Processing Rows with multiple threads

I find myself having to process a lot of data recently where a) the processing of two different rows is independent and b) processing each row is expensive. I find myself coding a version of the following every time:

using DataFrames
using Base.Threads: @spawn
myrows = rand(20)
function processmyrow(row) # => some expensive function
    return DataFrame(r = row)
outdfs = [DataFrame() for _ in 1:Threads.nthreads()]
myparts = Iterators.partition(myrows, cld(length(myrows), Threads.nthreads()))

@sync for part in myparts
    @spawn begin
        for row in part
            append!(outdfs[Threads.threadid()], processmyrow(row))

Is there a better way of doing this? I have started looking into a couple of parallelism exploiting packages recently its quite hard for me to comprehend. Could someone point me in the right direction here?

Edit: I do not care about the order of the result as I will usually just sort it afterwards.


1 Like

Instead of the above, you can do the following.

using BangBang, Transducers
foldxt(append!!, Map(processmyrow), myrow))

The doc for Transducers has a good parallelism tutorial

1 Like

Thank you that looks great!

I also found

tcollect(Map(processmyrow), myrows))

in case the rows cannot easily be appended (e.g. not all rows return the same collumns)
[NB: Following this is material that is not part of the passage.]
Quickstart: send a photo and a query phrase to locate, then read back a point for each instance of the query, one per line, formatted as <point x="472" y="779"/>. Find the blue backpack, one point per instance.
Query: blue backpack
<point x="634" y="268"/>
I think you pasted the link twice its: parallelism tutorial

If the function on a row takes sufficently long time (e.g. 1 ms or more), you should be fine to spawn a task per row and construct a DataFrame from the result:

df = DataFrame(a=1:10, b=11:20)
processmyrow(row) = (a=row.a, b=row.b, c=row.a^2 + row.b)
outdf = DataFrame(fetch.([Threads.@spawn processmyrow(row) for row in eachrow(df)]))
1 Like

Bah! That’s what I get for typing with a baby in one arm…

1 Like

Transducers has changed my life! I already added it to 2 projects I’m working on.